Le milliard restant sera quant à lui ventilé entre plusieurs technologies connexes aussi bien matérielles que logicielles : les capteurs (250 millions d’euros), la cryptographie post-quantique (150 millions d’euros), les communications quantiques (320 millions d’euros) et les technologies annexes qui permettent de construire les équipements quantiques (cryogénie par exemple, 300 millions d’euros).
Le plan quantique doit notamment permettre de financer « une centaine de bourses de thèse et une cinquantaine de contrats post-doctoraux », auxquels pourront venir s’ajouter « une dizaine d’excellents chercheurs qu’on pourrait faire venir par an », selon un conseiller de l’Elysée cité par l’AFP.
« Ce plan est un signal fort qui va nous permettre de fédérer les énergies », s’est réjoui Charles Beigbeder, le créateur de Quantonation. Le soutien à la formation des chercheurs rassure ce fonds d'investissement spécialisé qui redoutait de voir se tarir le nombre de chercheurs prêts à lancer des startups.
« Il nous faudra aller plus loin en développant l'ordinateur quantique universel et passer a l'échelle industrielle », a lancé le président de la République. « La France est considérée comme un des rares pays capables de relever ce défi. Grâce a l'excellence de notre recherche théorique et technologique, notre industrie microélectronique, la France pourrait devenir le premier Etat à disposer d'un prototype complet d'ordinateur quantique généraliste ».
Les initiatives se multiplient dans le domaine
Les technologies quantiques doivent permettre de construire des ordinateurs de nouvelle génération dont les capacités de calcul sont bien plus importantes que celles des plus puissants supercalculateurs actuels.
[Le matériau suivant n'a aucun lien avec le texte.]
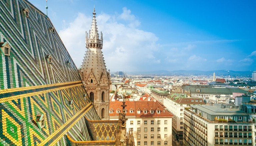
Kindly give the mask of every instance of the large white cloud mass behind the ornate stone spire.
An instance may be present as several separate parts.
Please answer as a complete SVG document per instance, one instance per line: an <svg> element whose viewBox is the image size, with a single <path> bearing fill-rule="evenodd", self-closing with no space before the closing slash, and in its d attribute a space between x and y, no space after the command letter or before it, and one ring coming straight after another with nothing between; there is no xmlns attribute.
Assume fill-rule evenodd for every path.
<svg viewBox="0 0 256 146"><path fill-rule="evenodd" d="M136 28L139 23L131 11L123 8L120 15L99 14L96 15L98 31L103 33L103 55L107 69L119 71L129 69L140 71L145 64L156 64L161 58L156 56L160 48L157 44L158 37L151 32L145 32ZM129 21L128 24L117 20ZM65 44L76 66L83 61L85 47L85 32L90 30L92 16L78 13L75 20L69 24L63 21L63 30L59 35ZM135 23L134 23L135 22Z"/></svg>

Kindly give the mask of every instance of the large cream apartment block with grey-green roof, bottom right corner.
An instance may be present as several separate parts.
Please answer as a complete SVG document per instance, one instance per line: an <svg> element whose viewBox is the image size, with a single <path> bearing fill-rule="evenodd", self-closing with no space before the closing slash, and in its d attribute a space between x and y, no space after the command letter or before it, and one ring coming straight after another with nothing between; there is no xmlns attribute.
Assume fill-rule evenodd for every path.
<svg viewBox="0 0 256 146"><path fill-rule="evenodd" d="M255 145L255 122L230 105L191 105L183 124L185 146Z"/></svg>

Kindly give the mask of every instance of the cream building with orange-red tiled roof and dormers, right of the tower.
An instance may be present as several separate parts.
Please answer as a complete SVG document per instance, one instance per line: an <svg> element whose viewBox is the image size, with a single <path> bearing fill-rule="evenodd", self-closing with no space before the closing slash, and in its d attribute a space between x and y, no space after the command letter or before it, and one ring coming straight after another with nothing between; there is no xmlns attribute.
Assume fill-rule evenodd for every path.
<svg viewBox="0 0 256 146"><path fill-rule="evenodd" d="M114 95L115 96L115 95ZM115 97L114 99L117 99ZM117 120L123 99L110 101L110 119ZM136 146L171 146L173 115L155 101L126 101L126 128L133 131Z"/></svg>

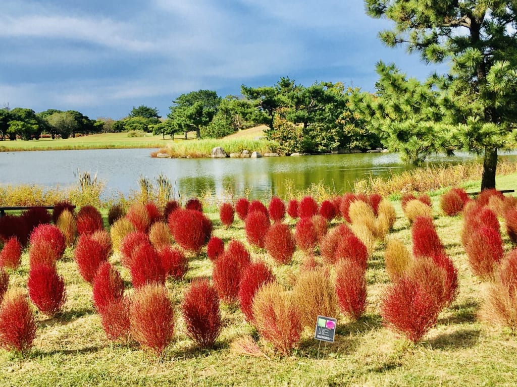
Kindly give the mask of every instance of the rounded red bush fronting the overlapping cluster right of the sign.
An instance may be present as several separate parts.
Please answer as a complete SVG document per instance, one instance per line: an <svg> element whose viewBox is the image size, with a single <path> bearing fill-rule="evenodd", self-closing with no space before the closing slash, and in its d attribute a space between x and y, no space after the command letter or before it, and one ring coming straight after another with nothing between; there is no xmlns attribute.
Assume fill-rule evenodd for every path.
<svg viewBox="0 0 517 387"><path fill-rule="evenodd" d="M415 278L403 276L381 301L384 324L417 343L436 324L440 306Z"/></svg>

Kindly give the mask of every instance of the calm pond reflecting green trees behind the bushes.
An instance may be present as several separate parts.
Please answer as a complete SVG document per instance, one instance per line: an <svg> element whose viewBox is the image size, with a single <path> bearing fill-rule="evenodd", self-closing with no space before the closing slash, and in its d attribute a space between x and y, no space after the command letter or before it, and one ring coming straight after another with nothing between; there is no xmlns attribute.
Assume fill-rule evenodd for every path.
<svg viewBox="0 0 517 387"><path fill-rule="evenodd" d="M349 191L356 179L388 176L412 168L396 153L328 154L261 159L156 159L150 149L95 149L31 152L0 152L0 184L38 184L70 187L78 171L97 174L105 195L127 195L138 190L140 177L153 183L163 173L183 197L209 191L216 197L233 192L252 198L285 196L286 186L305 189L323 181L337 192ZM514 156L505 156L517 160ZM427 165L461 163L475 156L436 155Z"/></svg>

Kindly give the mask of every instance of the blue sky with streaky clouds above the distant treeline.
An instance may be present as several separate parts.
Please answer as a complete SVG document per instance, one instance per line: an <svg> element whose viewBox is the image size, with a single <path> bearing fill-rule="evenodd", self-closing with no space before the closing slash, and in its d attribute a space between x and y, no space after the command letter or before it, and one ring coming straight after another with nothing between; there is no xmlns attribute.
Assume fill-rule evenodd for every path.
<svg viewBox="0 0 517 387"><path fill-rule="evenodd" d="M239 95L281 76L374 90L375 63L436 67L378 39L361 0L2 0L0 104L120 119L180 94ZM442 67L442 70L444 67ZM440 68L438 68L440 71ZM2 105L0 105L1 107Z"/></svg>

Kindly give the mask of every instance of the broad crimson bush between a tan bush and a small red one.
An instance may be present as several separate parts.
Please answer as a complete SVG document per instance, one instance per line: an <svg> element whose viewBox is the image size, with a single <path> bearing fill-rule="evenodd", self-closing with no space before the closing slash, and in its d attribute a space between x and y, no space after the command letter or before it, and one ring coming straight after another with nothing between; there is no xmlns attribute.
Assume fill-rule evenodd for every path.
<svg viewBox="0 0 517 387"><path fill-rule="evenodd" d="M173 216L174 215L174 216ZM171 222L171 218L174 220ZM178 209L169 217L169 228L182 249L199 253L210 240L212 224L202 212Z"/></svg>

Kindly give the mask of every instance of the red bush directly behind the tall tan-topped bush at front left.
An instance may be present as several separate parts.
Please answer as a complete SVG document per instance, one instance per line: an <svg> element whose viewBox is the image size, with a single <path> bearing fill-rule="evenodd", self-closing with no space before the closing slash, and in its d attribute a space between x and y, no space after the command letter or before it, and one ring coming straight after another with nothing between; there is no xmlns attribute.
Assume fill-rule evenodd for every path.
<svg viewBox="0 0 517 387"><path fill-rule="evenodd" d="M161 257L149 243L142 243L133 251L129 272L135 288L149 283L165 284L166 274Z"/></svg>

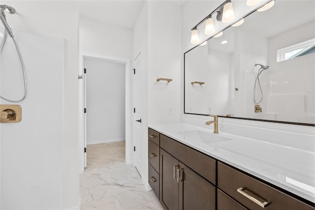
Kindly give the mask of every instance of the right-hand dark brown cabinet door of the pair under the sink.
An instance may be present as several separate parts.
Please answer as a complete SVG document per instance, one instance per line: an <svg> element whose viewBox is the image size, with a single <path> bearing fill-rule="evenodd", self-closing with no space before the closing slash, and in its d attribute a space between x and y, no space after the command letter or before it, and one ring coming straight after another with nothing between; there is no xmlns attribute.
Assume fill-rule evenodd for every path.
<svg viewBox="0 0 315 210"><path fill-rule="evenodd" d="M179 165L179 209L216 209L216 187L181 162Z"/></svg>

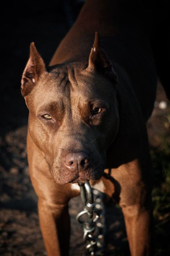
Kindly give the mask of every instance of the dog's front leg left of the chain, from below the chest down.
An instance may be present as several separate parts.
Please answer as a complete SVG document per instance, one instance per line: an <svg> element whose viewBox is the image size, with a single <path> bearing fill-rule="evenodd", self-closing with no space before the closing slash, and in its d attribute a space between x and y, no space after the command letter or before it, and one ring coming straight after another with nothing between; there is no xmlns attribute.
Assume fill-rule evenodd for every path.
<svg viewBox="0 0 170 256"><path fill-rule="evenodd" d="M68 205L38 200L38 213L48 256L69 255L70 216Z"/></svg>

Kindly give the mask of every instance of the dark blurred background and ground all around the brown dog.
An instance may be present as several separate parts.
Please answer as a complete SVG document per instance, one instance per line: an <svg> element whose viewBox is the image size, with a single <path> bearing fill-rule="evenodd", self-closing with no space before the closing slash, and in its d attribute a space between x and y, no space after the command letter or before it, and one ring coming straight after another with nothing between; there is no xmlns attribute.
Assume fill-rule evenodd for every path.
<svg viewBox="0 0 170 256"><path fill-rule="evenodd" d="M152 47L159 81L169 96L169 18L166 1L142 1L153 19ZM5 2L1 8L0 82L0 255L46 255L38 223L37 197L30 183L26 134L28 109L20 94L20 79L29 56L30 42L48 64L58 44L74 23L83 0L48 3ZM168 61L168 62L167 62ZM147 123L154 167L152 200L155 255L170 255L170 104L158 82L155 108ZM110 207L110 204L112 207ZM121 210L106 206L108 224L105 255L129 255ZM70 202L70 255L85 255L82 228L75 216L80 198ZM114 220L112 220L114 216ZM112 252L110 252L112 251Z"/></svg>

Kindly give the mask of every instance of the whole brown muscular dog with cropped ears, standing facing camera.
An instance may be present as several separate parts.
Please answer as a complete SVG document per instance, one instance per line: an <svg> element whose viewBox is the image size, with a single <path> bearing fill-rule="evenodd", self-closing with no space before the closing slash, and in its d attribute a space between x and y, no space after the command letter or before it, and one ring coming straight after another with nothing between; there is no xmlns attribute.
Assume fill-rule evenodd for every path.
<svg viewBox="0 0 170 256"><path fill-rule="evenodd" d="M48 68L30 45L22 95L29 108L29 170L48 256L68 255L68 202L79 194L72 183L89 180L121 206L131 255L152 254L145 122L156 74L143 16L122 6L88 0ZM109 57L98 33L93 43L95 31Z"/></svg>

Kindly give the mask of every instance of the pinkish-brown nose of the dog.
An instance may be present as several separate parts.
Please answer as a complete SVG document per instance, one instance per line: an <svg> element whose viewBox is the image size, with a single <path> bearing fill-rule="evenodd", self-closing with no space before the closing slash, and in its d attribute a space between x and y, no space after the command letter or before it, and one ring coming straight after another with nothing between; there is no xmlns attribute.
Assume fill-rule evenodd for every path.
<svg viewBox="0 0 170 256"><path fill-rule="evenodd" d="M69 153L65 156L65 167L72 172L85 170L89 165L89 159L85 152Z"/></svg>

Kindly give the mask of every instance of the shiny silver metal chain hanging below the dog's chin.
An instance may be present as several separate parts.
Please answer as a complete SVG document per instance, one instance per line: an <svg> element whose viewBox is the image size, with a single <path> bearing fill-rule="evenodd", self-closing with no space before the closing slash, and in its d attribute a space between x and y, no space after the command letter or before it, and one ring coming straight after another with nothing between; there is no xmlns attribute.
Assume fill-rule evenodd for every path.
<svg viewBox="0 0 170 256"><path fill-rule="evenodd" d="M78 183L80 186L80 196L84 205L76 220L83 225L84 242L86 242L86 250L88 255L103 256L103 224L104 217L102 214L103 205L98 190L94 190L96 200L94 202L93 191L89 182ZM96 238L94 237L96 233Z"/></svg>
De quoi permettre de nouvelles applications industrielles. L’un des derniers groupes à avoir revendiqué une percée majeure dans le domaine est Google, qui soulignait en 2019 avoir construit un appareil capable d'effectuer en 200 secondes un calcul qui prendrait en temps normal 10 000 ans.
En décembre dernier, une équipe de recherche en Chine a atteint la suprématie quantique en utilisant un ordinateur quantique photonique, a rapporté l’agence de presse Xinhua. L’ordinateur photonique serait près de 100 000 milliards de fois plus rapides que Fugaku, le superordinateur le plus avancé au monde. De quoi remettre en question la domination de Google et IBM sur ce secteur.
En septembre dernier, IBM, un des pionniers de l'informatique quantique, a présenté une nouvelle feuille de route après avoir atteint son volume quantique le plus élevé à ce jour. Cette feuille de route comprend un dispositif de 1 121 qubits (pour une sortie prévue en 2023) ainsi que des composants et des systèmes de refroidissement. L'objectif d'IBM est de construire un système quantique d'un million de bits. L'entreprise considère la barre des 1 000 qubits comme un point de basculement pour surmonter les obstacles qui limitent la commercialisation des systèmes quantiques.
Pour IBM, sa feuille de route quantique est d'autant plus essentielle, car la concurrence sur le marché encore naissant s'intensifie. Honeywell a récemment présenté ses systèmes quantiques et il existe une multitude d'acteurs, dont Google, IBM et son système Q, Microsoft, Intel, AWS et d'autres qui cherchent à commercialiser leurs produits sous une forme ou une autre. De son côté, Toshiba a annoncé le déploiement prochain de plateformes commerciales de distribution de clés quantiques (QKD – quantum key distribution) en vue de s'assurer une part de marché qui devrait atteindre 20 milliards de dollars d'ici 2035.